De eindpresentatie bevatte de repositories en studies die momenteel monsters en gegevens verzamelen die de UT Southwestern-onderzoekers in staat hebben gesteld deze ziekten te onderzoeken en vooruitgang te boeken bij het ontwikkelen van effectieve behandelingen. Samuel Hughes, een onderzoekscoördinator van het UT Southwestern Neuroimmunology Program, introduceerde twee onderzoeken die in ons centrum zijn opgezet. De eerste studie die werd besproken was het Accelerated Cure Project for Multiple Sclerosis Repository, een landelijke verzameling van biologische monsters en gegevens van patiënten met de diagnose multiple sclerose en geselecteerde demyeliniserende ziekten, evenals gezonde controles die toegankelijk zijn voor onderzoekers die deze aandoeningen onderzoeken. . De tweede studie die Sam besprak, was de UT Southwestern Biorepository.
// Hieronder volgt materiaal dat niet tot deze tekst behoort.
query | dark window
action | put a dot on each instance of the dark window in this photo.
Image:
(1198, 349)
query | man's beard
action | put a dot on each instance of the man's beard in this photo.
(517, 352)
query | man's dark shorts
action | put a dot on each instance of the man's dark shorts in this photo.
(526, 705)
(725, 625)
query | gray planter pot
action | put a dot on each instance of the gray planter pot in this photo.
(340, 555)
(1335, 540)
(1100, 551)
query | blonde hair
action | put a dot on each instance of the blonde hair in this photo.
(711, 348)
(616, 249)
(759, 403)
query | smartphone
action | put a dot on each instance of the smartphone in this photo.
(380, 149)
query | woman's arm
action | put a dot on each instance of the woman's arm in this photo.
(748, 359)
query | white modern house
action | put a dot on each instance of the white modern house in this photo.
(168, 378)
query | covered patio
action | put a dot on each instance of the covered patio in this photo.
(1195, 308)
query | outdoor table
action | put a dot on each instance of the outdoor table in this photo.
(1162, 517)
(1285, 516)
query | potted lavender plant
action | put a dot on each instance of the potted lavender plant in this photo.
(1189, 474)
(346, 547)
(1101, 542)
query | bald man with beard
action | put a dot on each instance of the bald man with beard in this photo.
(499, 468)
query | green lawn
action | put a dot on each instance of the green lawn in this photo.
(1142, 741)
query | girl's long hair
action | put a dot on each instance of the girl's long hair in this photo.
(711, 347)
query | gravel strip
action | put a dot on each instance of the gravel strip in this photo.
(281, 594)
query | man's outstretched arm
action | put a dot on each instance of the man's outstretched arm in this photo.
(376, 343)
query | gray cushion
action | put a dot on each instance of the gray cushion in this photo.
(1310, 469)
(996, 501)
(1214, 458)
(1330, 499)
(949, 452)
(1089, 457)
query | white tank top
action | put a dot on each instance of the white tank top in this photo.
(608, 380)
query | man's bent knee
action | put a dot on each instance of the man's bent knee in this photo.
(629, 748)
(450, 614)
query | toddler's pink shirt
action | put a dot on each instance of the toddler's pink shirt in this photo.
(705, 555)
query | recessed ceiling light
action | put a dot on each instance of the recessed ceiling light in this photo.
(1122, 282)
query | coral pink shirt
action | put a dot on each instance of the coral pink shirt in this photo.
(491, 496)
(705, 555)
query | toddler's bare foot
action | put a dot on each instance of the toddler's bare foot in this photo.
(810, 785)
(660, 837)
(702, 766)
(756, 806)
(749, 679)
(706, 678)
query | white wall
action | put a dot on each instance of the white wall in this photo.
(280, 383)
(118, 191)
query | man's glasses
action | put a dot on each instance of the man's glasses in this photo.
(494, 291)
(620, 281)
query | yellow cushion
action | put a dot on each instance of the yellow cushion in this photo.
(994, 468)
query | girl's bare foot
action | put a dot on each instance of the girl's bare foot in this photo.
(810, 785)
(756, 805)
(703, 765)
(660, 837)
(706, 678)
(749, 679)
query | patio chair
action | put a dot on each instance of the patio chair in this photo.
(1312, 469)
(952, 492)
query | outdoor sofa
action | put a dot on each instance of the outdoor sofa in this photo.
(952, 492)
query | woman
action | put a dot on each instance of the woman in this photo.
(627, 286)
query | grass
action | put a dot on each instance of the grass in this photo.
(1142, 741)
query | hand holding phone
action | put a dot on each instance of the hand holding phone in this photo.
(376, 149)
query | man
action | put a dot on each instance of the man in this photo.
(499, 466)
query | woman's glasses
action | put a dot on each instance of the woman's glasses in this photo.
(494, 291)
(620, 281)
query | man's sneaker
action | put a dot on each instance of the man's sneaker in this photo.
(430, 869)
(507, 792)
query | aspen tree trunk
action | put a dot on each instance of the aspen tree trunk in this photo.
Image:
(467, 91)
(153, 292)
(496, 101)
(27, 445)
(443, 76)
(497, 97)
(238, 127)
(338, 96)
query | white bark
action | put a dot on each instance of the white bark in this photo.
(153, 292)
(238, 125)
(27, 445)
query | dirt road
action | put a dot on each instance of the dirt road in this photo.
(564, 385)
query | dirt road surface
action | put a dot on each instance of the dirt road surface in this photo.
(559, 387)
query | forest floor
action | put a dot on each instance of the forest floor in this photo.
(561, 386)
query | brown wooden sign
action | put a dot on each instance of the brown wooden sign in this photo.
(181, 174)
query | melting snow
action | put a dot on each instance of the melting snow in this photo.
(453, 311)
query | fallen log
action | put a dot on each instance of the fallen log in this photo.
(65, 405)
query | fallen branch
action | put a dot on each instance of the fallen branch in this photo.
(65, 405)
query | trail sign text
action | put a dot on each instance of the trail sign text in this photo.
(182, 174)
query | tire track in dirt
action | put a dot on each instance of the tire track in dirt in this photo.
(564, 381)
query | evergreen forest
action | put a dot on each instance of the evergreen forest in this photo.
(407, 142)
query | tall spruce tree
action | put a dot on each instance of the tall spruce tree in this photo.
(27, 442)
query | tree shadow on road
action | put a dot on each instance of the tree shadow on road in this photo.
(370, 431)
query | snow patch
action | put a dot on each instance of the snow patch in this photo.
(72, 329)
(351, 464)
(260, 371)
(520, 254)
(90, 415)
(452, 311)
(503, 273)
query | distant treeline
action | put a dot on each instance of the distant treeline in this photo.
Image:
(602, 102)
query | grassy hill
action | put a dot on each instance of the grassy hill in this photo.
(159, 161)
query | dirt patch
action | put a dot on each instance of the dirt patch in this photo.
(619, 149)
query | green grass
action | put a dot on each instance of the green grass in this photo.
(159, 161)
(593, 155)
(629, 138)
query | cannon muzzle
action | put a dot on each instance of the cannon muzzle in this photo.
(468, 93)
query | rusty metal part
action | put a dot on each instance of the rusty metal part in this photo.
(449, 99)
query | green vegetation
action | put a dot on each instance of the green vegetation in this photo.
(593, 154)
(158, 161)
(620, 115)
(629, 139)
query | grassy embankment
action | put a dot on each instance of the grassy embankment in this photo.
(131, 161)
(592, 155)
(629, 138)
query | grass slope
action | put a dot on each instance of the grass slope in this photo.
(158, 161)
Het doel van deze opslagplaats is om biologische monsters te verzamelen van patiënten bij wie een demyeliniserende ziekte is vastgesteld en gezonde controles, en om samen met onderzoekers monsters te verzamelen die kunnen worden aangevraagd voor bepaalde onderzoeken die worden uitgevoerd. Tot slot besprak Morgan McCreary, een onderzoekstechnicus van het UT Southwestern Neuroimmunology Program, een nieuwe studie die onlangs is opgezet aan de UT Southwestern, de Longitudinal Study of NMO and Related Diseases. Deze studie is de eerste die patiënten met de diagnose NMO, NMO Spectrum Disorder, TM en ON routinematig onderzoekt om een ​​natuurhistorisch archief te ontwikkelen dat toegankelijk is voor onderzoekers die deze ziekten onderzoeken.